Sakura opens her mouth to deny it, then realizes he might very well have, somehow, and tries to look expectant instead of panicked. (Her chakra isn't working! That's terrible!)
"How?" she asks, once it's clear that he's not going to say anything else without prompting.
"I messed with the order of things," he explains. "This castle was supposed to be the grand finale, not the middle. I just… wanted to rescue you from everything."
"I don't need to be rescued," she says, touched anyway. He sounds so defeated. "It looks like I'm supposed to be the one to rescue you anyway. I'd give you a long, sweet kiss to wake you up but you're already awake. And… holding you in my arms isn't going to be a thing while you're like that."
It just… isn't.
Kakashi opens his mouth to say something, frowns, and tries again. "Damn," he mutters. "I should have known."
"Known what?" Sakura asks.
"I can't rescue you," Kakashi says, sounding pained. "I wanted to, I tried, but this is the punishment. Soon I'll lose my humanity in this set and be nothing but the beast. You need to get out of here, leave the rose jar, and get to Ino."
"Ino's next," Sakura agrees, "but that's not solving the story at all."
"I know." He grimaces in pain. "I fucked it up. There's no solution here because it's out of order. You need to go. The tree, my tree, is in the apple orchard."
"It's a pear tree," she says doubtfully.
"Yes," he agrees. "It's still in the apple orchard. You know how to get there. Go. Grab the next item and get over the wall. This place is getting unstable."
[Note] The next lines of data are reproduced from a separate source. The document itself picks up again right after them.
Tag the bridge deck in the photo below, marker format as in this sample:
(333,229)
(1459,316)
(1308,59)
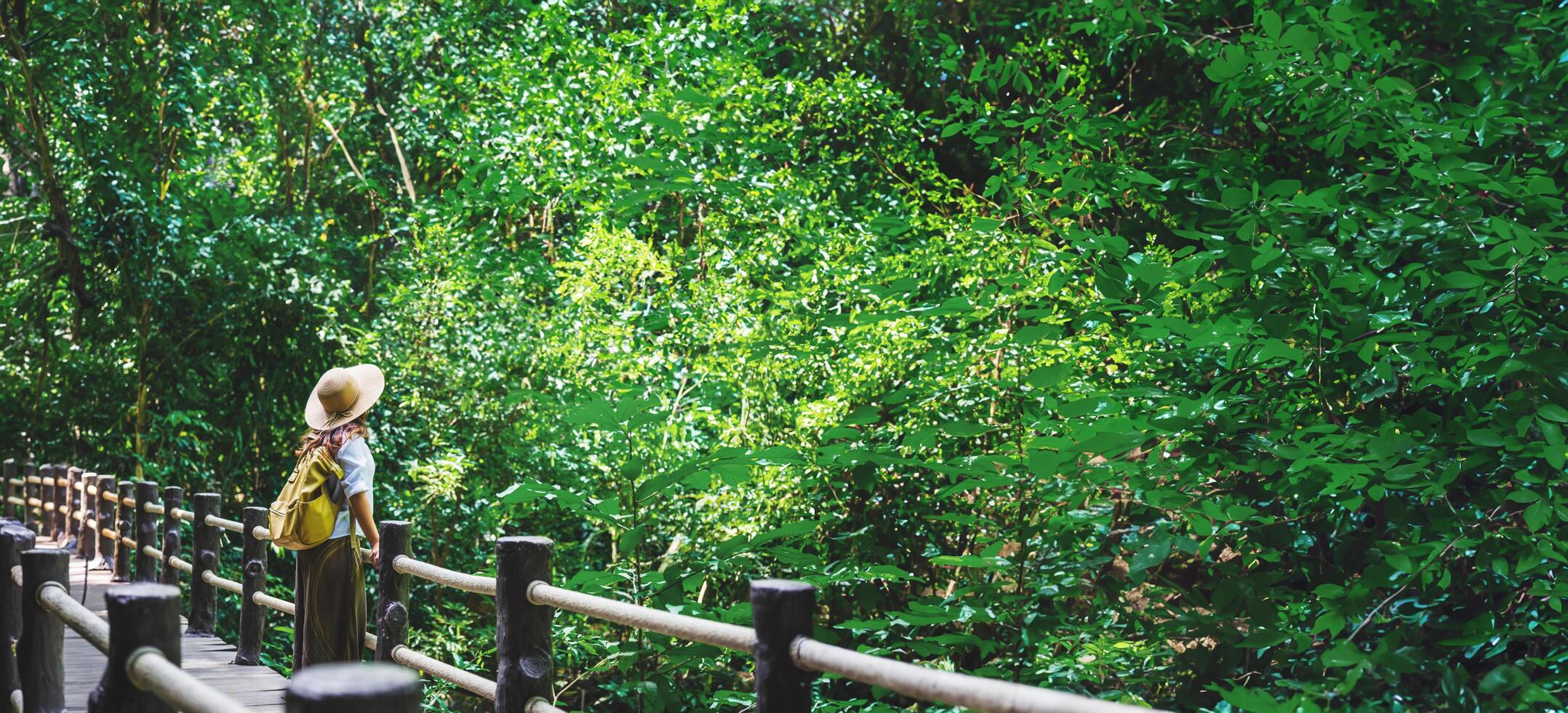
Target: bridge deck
(209,658)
Unwillingly, Sakura drops her eyes to the dead king and queen. "Unstable," she says softly, a lump in her throat. "That's one word for it."
"Go," Kakashi insists, with new urgency in his voice. "I can't—"
Sakura watches in horror as he convulses, spilling guts and worse over the side of the tub, and then begins to change into a beast once more.
"Go," he growls, humanity fading rapidly from his voice.
She hesitates a moment longer then, turns, and bolts. On her way past the thrones, she grabs the crowns, feeling like they're needed, and they turn into little charm bracelets that she slides over her wrists as she continues to run.
The apple orchard. She knows where that is.
Behind her, a monster growls.
Sakura doesn't look back. Tears sting her eyelids.